Empowering patients’ Lung Cancer Screening Uptake (Empower LCS)
Lung cancer is the leading cause of cancer-related mortality, with 1.8 million annual deaths worldwide. Lung cancer screening (LCS) with low-dose computed tomography (LDCT) is shown to decrease mortality rate of lung cancer by 20%, compared with chest x-ray alone. On the other hand, there are several barriers to LCS. Interventions addressing LCS knowledge barriers have shown an increase in patients’ knowledge or decisional certainty.
Goal
Our goal is to deliver a multi-level intervention including: (1) PCP notifications of patients’ LCS eligibility (addressing provider time constraints and barrier in identifying eligible patients); (2) patients’ education (addressing knowledge barriers); (3) patients’ referral to financial navigation resources (addressing health-related social risks); and (4) patients’ reminder to discuss LCS during PCP visit.
Impact
Adherence to lung cancer screening remains low with multiple contributing patient- and provider-level barriers. Effective interventions to address such barriers among diverse population and improve lung cancer screening adherence are lacking. Our study will assess perceptions and barriers towards lung cancer screening among a
diverse racial/ethnic population-some of whom receiving care in community health centers- and their providers. We will test feasibility of a multilevel intervention addressing patient and providers’ barriers and use a mixed-method approach to further refine our intervention for future larger effectiveness trials.

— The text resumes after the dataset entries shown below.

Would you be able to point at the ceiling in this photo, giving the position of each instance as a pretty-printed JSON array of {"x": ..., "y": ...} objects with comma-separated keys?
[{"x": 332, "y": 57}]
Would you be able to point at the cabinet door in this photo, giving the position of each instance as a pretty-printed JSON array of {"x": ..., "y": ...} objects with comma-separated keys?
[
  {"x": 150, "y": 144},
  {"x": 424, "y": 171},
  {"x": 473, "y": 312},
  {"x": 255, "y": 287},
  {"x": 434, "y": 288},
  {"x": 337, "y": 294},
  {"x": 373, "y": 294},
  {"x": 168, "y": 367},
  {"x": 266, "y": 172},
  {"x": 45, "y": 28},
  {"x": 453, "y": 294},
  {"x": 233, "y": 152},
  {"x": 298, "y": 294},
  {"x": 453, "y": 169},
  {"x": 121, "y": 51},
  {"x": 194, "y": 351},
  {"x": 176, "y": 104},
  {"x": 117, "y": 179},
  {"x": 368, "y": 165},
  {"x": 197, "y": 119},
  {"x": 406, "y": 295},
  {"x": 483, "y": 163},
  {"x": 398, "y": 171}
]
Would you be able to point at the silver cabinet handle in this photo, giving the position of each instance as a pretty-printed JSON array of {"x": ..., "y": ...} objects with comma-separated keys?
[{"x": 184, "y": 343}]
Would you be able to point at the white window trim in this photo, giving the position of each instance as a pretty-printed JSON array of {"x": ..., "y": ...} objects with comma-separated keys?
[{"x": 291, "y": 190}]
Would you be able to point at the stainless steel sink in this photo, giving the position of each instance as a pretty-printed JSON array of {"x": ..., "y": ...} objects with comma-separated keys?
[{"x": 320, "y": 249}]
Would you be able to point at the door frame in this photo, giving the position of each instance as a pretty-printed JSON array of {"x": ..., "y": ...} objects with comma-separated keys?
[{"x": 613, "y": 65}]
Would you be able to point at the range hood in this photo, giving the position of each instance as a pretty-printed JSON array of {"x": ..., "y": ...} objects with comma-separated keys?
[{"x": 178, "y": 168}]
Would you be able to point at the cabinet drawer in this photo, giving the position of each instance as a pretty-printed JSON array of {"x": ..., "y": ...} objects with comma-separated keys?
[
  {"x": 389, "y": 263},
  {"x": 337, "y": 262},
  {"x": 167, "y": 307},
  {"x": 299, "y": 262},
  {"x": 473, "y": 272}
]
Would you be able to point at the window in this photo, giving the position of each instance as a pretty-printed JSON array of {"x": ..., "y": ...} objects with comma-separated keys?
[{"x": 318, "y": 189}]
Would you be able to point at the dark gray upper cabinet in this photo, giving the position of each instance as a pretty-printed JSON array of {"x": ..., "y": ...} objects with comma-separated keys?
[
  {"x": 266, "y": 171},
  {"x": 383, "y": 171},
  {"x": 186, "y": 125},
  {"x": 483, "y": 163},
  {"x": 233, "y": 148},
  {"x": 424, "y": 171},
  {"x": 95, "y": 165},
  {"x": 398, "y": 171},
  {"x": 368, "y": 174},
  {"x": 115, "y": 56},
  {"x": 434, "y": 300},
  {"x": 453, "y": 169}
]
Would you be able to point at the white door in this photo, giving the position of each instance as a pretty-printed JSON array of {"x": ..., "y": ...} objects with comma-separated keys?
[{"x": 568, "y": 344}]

ClinicalTrails.Gov Registration
https://clinicaltrials.gov/study/NCT06000683?cond=empower%20lcs&rank=1: Research
Lung Cancer Screening Awareness Study
Goal
Our study aims at evaluating patients’ perceived risks, benefits and barriers to lung cancer screening in the diverse population being served by a single academic institution in Southern California. This will allow us to design interventions to address barriers to lung cancer screenings and improve lung cancer screening uptake
Impact
By finding the barriers and perceptions patients may face in ordering a lung cancer screening, we can design new interventions to help patients be informed of LCS and how to order one.

Empowering Hispanic Patients’ Lung Cancer Screening Uptake (Empower Latinx LCS)
Lung cancer is the leading cause of cancer-related mortality, with 1.8 million annual deaths worldwide. Lung cancer screening (LCS) with low-dose computed tomography (LDCT) is shown to decrease mortality rate of lung cancer by 20%, compared with chest x-ray alone. On the other hand, there are several barriers to LCS. This study alone focuses on the Latinx community and the possible interventions that can be done in order to increase LCS uptake in the Latinx community.
Goal
Our goal is to deliver a multi-level intervention in the Latinx community including: (1) PCP notifications of patients’ LCS eligibility (addressing provider time constraints and barrier in identifying eligible patients); (2) patients’ education (addressing knowledge barriers); (3) patients’ referral to financial navigation resources (addressing health-related social risks); and (4) patients’ reminder to discuss LCS during PCP visit. Alongside this intervention we will compare it to Enhanced Usual Care and its effects on LCS uptake.
Impact
Similar to Empower LCS study, this study will assess perceptions and barriers towards lung cancer screening among the Latinx population-some of whom are receiving care in community health centers- and their providers. We will test feasibility of our multi-level intervention to that of Enhanced Usual Care, and hopefully help patients in the Latinx community increase their lung cancer screening uptake.